Selon une enquête de l’hebdomadaire Marianne publiée le 5 mars, le ministère français des Affaires étrangères aurait entravé une enquête judiciaire ouverte à Paris sur les violences commises lors de la crise postélectorale de 2016 au Gabon, notamment l’assaut contre le quartier général de l’opposant Jean Ping. Saisie par les magistrats, l’Office central de lutte contre les crimes contre l’humanité avait demandé en 2020 la transmission de 315 documents liés aux échanges entre Paris et l’ambassade de France à Libreville, mais le Quai d’Orsay n’en aurait finalement transmis que 35. D’après l’enquête, cette décision aurait été prise par le directeur Afrique du ministère, Christophe Bigot, et par Nicolas Roche, directeur de cabinet du ministre Jean-Yves Le Drian. Des documents internes évoqueraient le risque de donner l’impression de « couvrir » les violences, tandis que certaines plaintes mentionnent la présence de ressortissants français, dont des membres de la sécurité présidentielle gabonaise, lors de l’attaque du QG de Jean Ping.
Les prisonniers politiques basques Julen Atxurra, Aitor Cotano, Garikoitz Etxeberria, Jesus Mari Etxebarria, Orkatz Gallastegi, Jon Kepa Preciado et Mikel San Sebastian ont observé le 7 mars un jeûne de 24 heures pour exprimer leur solidarité avec les prisonniers politiques des GRAPO et militants antifascistes María José Baños Andujar et Marcos Martín Ponce. Ils dénoncent la politique de négligence médicale organisée par l’État espagnol contre María José, dont l’état de santé est jugé grave et à qui la libération est conditionnée à une démarche de repentir (voir notre article). Ils saluent également la grève de la faim illimitée menée par Marcos pour exiger la libération de sa camarade (voir notre article), tout en affirmant leur soutien et en appelant à la libération des prisonniers politiques ainsi qu’à une amnistie totale.

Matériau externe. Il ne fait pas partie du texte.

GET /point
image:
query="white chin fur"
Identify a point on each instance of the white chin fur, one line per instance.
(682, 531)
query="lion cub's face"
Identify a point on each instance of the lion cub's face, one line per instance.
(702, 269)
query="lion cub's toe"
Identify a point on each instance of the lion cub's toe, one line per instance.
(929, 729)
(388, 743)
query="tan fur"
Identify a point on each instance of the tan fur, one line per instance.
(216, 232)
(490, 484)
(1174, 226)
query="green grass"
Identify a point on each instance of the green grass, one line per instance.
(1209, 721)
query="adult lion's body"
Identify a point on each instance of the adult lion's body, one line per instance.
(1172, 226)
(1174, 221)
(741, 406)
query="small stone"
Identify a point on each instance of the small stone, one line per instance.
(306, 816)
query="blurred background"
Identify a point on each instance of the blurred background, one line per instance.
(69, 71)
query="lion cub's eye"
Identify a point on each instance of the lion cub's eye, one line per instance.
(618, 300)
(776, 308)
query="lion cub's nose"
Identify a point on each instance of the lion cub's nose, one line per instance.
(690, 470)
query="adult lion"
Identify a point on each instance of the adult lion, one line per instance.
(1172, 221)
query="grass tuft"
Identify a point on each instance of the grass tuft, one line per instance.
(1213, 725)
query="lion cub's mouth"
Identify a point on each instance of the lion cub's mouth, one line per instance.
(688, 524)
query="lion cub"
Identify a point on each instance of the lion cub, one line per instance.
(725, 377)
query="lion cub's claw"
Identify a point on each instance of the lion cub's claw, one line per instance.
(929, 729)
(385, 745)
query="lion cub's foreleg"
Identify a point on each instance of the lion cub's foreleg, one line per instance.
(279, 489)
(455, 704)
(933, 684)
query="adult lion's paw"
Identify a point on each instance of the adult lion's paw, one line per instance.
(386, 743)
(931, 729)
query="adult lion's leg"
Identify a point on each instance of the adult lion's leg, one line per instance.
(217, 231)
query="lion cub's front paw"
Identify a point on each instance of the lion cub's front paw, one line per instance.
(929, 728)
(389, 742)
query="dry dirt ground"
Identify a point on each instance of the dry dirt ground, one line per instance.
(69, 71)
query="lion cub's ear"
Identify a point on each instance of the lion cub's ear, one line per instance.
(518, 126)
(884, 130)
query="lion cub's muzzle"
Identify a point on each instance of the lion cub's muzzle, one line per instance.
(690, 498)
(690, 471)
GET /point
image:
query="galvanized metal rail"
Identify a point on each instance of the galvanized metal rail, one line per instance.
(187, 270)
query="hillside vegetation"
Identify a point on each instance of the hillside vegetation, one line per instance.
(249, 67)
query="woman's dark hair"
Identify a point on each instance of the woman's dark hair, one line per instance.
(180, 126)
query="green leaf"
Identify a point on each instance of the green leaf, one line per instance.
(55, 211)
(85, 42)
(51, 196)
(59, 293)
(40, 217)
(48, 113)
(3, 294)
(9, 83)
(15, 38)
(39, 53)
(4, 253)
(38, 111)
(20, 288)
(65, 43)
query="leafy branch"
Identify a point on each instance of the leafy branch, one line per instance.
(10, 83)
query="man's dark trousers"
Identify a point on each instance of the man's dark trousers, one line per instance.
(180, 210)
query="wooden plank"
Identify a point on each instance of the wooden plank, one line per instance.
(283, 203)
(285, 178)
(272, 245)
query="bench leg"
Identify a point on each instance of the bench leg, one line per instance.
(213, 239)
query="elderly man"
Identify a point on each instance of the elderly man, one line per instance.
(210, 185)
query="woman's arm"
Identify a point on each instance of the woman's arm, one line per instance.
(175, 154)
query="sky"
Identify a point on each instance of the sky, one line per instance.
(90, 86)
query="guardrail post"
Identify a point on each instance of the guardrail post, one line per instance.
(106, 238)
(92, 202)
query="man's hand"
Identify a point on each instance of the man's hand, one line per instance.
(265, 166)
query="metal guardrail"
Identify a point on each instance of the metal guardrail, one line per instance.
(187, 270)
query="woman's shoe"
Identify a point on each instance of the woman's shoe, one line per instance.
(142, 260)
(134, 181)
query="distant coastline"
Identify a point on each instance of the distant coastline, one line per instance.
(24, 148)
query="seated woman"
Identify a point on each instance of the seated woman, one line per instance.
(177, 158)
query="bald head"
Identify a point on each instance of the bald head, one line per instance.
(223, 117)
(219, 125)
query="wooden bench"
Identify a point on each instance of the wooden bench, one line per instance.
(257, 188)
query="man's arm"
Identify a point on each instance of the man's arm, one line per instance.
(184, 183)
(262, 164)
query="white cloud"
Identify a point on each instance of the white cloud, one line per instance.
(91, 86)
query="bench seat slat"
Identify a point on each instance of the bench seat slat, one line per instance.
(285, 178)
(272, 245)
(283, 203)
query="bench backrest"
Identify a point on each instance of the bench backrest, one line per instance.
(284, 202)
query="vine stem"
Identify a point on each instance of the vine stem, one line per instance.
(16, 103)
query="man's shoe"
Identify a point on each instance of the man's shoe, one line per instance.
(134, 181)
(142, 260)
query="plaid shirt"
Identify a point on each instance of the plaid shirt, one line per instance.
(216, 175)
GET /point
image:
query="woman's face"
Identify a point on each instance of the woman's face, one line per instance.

Le mercredi 11 mars à Genève, le Secours Rouge et Ligne Rouge organisent un atelier d’écriture de lettres au Café Gavroche dès 19h30 pour soutenir Maja, camarade antifasciste récemment condamné·e à huit ans de prison en Hongrie (voir notre article). Une table de presse sera également mise à disposition pour échanger sur les activités et le travail des groupes organisateurs.